Virtual make up using machine learning and augmented reality
MakeApp is a mobile application which uses augmented reality and machine learning to effectively place virtual make up to the users face.
The user can see how some kind of make up looks on them before applying it for real, making make up very effective for hairstylists or make up affectionados.
The challenge relied in building a mobile application which was accurate enough to detect faces and motions but also fast in doing so. Technologies used for face and landmarks detection were mainly optimized for the desktop and we somehow had to port them to be mobile-friendly in terms of performance, not the easiest of tasks.
We divided the projects challenge in the following parts each with it’s own complexity
- Finding the right technology to use and adapt for face and landmark detection
- Making face detection performant enough to be usable in mobile phones
- Mapping the make up images to a 3D mesh which by its turn was mapped to the users face.
Divide and conquer, dividing the challenge in separate parts to get it together as a whole
1. Face & Landmark Detection
The first and the most important bottleneck of the project was most surely finding the appropriate technology which did face detection well. Since this technology is quite new and quite hard to be developed, there aren’t many choices out there.
We had to avoid going for paid solutions since the budget was not there. Our first research and probably the longest research about the project was most surely about this piece of technology. There were two open solutions which fit our research however we chose to go with openface.
Open Face is a piece of software developed on OpenCV and uses neural networks algorithms to achieve face and landmark detection. Face detection is done by Open CV and landmark detection is done by Open Face. We went with the haar detector. Open Face being a desktop software was not optimized for mobile usage, and here goes our second point.
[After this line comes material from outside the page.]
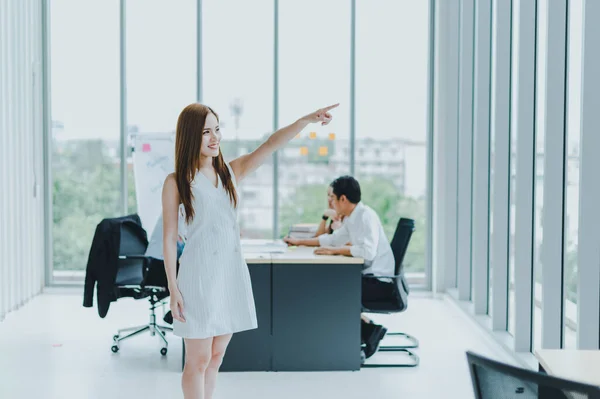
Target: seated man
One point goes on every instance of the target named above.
(335, 220)
(362, 228)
2. Face Detection Performance
The first and core optimization we made was changing the size of the images which were being fed from the camera to the algorithms which did the face and landmarks detection. Depending on the mobile phones camera resolution, size was quite big, speaking in megabytes, times 24 ( 24 frames per second ) and we get the amount of megabytes processed by the algorithms in one second. Reducing the images size in real-time with opencv was a game changer as this was the main bottleneck of the solution.
The second optimization we made was reducing the number of times when the camera fed the algorithms in one second, from 24 to 12. The accuracy did not lose much while the speed improved greatly. By this time we had a solid solution both in speed and in accuracy.
3. Images Mapping
The third projects challenge was the images mapping. Besides the Images and the landmark detection there is also the images mapping process. Images are basically mapped with the landmarks on a mesh which is created for the face. The mesh is generated using Blender which is an open source application for C.G.I ( Computer Generated Imagery ).
Check your make up without wearing it.
The solution developed aims to make it able for hairdressers or make up affectionados to look how a make up would look on them without wearing it.
This solution not only would work on every person who likes experimenting with make ups but also for hairdressers who could use it as their competitive advantage.
Immagine all the people who feel disappointed or lose time after trying a make up which they don’t like or which simply doesn’t fit. Also imagine the amount of satisfied customers a hairdresser would have if they quickly and easily found out what works for them. This is totally made possible by Make App.